- Born: 13 July 1937 Palúdzka, Czechoslovakia
- Died: 5 May 2023 (aged 85) Bratislava, Slovakia
- Occupation(s): Translator and diplomat
- Known for: Being the first Slovak Ambassador to the UK

= Ján Vilikovský =

Slovak translator and diplomat (1937–2023)

Ján Vilikovský (13 July 1937 – 5 May 2023) was a Slovak translator and diplomat who served as the first Ambassador of Slovakia to the United Kingdom from 1992 to 1996.

== Biography ==
Vilikovský was born on 13 July 1937 in the village of Palúdzka, which is now a part of the town of Liptovský Mikuláš and grew up in Bratislava. His parents were teachers. His younger brother, Pavel Vilikovský, was a writer.

Vilikovský studied English and Slovak language at the Comenius University in English and Slovak language in 1959. Following his graduation he taught at the University of 17 November and, following its abolition, at the Comenius University. Following the end of his tenure as the Ambassador, he taught at the Matej Bel University.

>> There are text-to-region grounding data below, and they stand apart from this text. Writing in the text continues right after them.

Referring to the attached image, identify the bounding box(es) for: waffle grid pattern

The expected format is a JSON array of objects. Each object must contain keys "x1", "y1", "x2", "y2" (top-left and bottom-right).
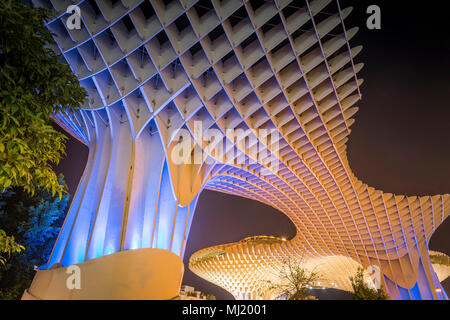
[{"x1": 38, "y1": 0, "x2": 449, "y2": 299}]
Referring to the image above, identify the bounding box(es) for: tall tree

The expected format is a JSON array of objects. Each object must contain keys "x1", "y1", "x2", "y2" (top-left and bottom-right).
[
  {"x1": 265, "y1": 256, "x2": 321, "y2": 300},
  {"x1": 0, "y1": 0, "x2": 86, "y2": 197},
  {"x1": 0, "y1": 176, "x2": 70, "y2": 299},
  {"x1": 349, "y1": 266, "x2": 388, "y2": 300}
]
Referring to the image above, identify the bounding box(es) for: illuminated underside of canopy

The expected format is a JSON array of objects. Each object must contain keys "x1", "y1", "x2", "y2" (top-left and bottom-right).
[
  {"x1": 190, "y1": 236, "x2": 368, "y2": 299},
  {"x1": 36, "y1": 0, "x2": 449, "y2": 300}
]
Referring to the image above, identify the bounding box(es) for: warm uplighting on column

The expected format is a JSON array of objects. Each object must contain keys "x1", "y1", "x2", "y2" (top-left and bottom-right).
[{"x1": 436, "y1": 288, "x2": 443, "y2": 300}]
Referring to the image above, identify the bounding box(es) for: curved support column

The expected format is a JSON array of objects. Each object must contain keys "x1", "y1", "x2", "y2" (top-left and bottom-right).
[
  {"x1": 45, "y1": 108, "x2": 200, "y2": 271},
  {"x1": 383, "y1": 242, "x2": 448, "y2": 300}
]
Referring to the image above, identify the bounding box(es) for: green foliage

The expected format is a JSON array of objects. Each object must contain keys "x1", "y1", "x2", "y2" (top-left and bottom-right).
[
  {"x1": 0, "y1": 1, "x2": 86, "y2": 197},
  {"x1": 265, "y1": 256, "x2": 321, "y2": 300},
  {"x1": 349, "y1": 267, "x2": 388, "y2": 300},
  {"x1": 0, "y1": 230, "x2": 25, "y2": 266},
  {"x1": 0, "y1": 176, "x2": 69, "y2": 299}
]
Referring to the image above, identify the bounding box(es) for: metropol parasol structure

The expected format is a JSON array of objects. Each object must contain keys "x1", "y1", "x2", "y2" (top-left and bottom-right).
[{"x1": 24, "y1": 0, "x2": 449, "y2": 300}]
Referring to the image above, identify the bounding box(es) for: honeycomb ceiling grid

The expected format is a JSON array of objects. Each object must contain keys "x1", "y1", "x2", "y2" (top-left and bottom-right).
[
  {"x1": 209, "y1": 173, "x2": 332, "y2": 256},
  {"x1": 209, "y1": 159, "x2": 360, "y2": 258},
  {"x1": 39, "y1": 1, "x2": 362, "y2": 215},
  {"x1": 50, "y1": 0, "x2": 366, "y2": 262},
  {"x1": 295, "y1": 1, "x2": 374, "y2": 259},
  {"x1": 238, "y1": 170, "x2": 347, "y2": 258},
  {"x1": 47, "y1": 0, "x2": 364, "y2": 268},
  {"x1": 197, "y1": 1, "x2": 372, "y2": 262},
  {"x1": 36, "y1": 1, "x2": 362, "y2": 192},
  {"x1": 210, "y1": 163, "x2": 361, "y2": 261},
  {"x1": 35, "y1": 0, "x2": 450, "y2": 268}
]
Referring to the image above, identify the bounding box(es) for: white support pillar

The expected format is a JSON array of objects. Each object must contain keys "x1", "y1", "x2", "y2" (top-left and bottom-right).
[{"x1": 46, "y1": 108, "x2": 200, "y2": 270}]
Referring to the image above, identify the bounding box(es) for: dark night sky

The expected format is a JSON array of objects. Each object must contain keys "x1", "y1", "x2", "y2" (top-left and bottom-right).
[{"x1": 55, "y1": 0, "x2": 450, "y2": 300}]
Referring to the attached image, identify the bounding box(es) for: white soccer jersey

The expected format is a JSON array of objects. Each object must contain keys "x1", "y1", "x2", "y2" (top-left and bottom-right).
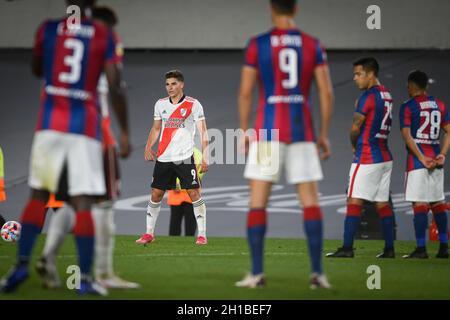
[{"x1": 154, "y1": 95, "x2": 205, "y2": 162}]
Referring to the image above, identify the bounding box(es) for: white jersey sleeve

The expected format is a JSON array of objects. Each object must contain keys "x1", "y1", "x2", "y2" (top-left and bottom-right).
[
  {"x1": 154, "y1": 100, "x2": 162, "y2": 120},
  {"x1": 193, "y1": 100, "x2": 205, "y2": 121}
]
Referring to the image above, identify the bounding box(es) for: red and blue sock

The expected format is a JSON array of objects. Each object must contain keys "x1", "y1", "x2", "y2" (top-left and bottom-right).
[
  {"x1": 413, "y1": 205, "x2": 429, "y2": 248},
  {"x1": 74, "y1": 211, "x2": 95, "y2": 276},
  {"x1": 431, "y1": 203, "x2": 448, "y2": 244},
  {"x1": 246, "y1": 209, "x2": 266, "y2": 276},
  {"x1": 377, "y1": 205, "x2": 395, "y2": 250},
  {"x1": 303, "y1": 206, "x2": 323, "y2": 274},
  {"x1": 18, "y1": 199, "x2": 47, "y2": 265},
  {"x1": 343, "y1": 204, "x2": 361, "y2": 249}
]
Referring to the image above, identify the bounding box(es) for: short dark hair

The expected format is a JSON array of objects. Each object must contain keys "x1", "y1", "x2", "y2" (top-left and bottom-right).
[
  {"x1": 165, "y1": 70, "x2": 184, "y2": 82},
  {"x1": 270, "y1": 0, "x2": 296, "y2": 15},
  {"x1": 353, "y1": 57, "x2": 379, "y2": 77},
  {"x1": 66, "y1": 0, "x2": 96, "y2": 9},
  {"x1": 408, "y1": 70, "x2": 429, "y2": 89},
  {"x1": 92, "y1": 6, "x2": 118, "y2": 26}
]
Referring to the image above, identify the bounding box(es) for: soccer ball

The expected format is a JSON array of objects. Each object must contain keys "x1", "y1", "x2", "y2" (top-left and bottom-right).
[{"x1": 1, "y1": 221, "x2": 21, "y2": 242}]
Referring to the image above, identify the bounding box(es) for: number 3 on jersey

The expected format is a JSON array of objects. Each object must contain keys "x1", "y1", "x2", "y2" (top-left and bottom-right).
[{"x1": 59, "y1": 38, "x2": 84, "y2": 84}]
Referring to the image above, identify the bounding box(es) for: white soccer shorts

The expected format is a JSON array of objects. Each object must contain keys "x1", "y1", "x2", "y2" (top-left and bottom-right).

Vilikovský translated many classics from the American literature, including writings by Norman Mailer, William Faulkner, Ernest Hemingway and F. Scott Fitzgerald to Slovak. For his translations, he received many professional acknowledgements, including the Ján Hollý prize. He published several translation textbooks.

In the early 1990s, he contributed to the development of relations between the newly independent Slovakia and the United Kingdom as the first Ambassador of Slovakia to the Court of St James's.

Vilikovský died in Bratislava on 5 May 2023, at the age of 85.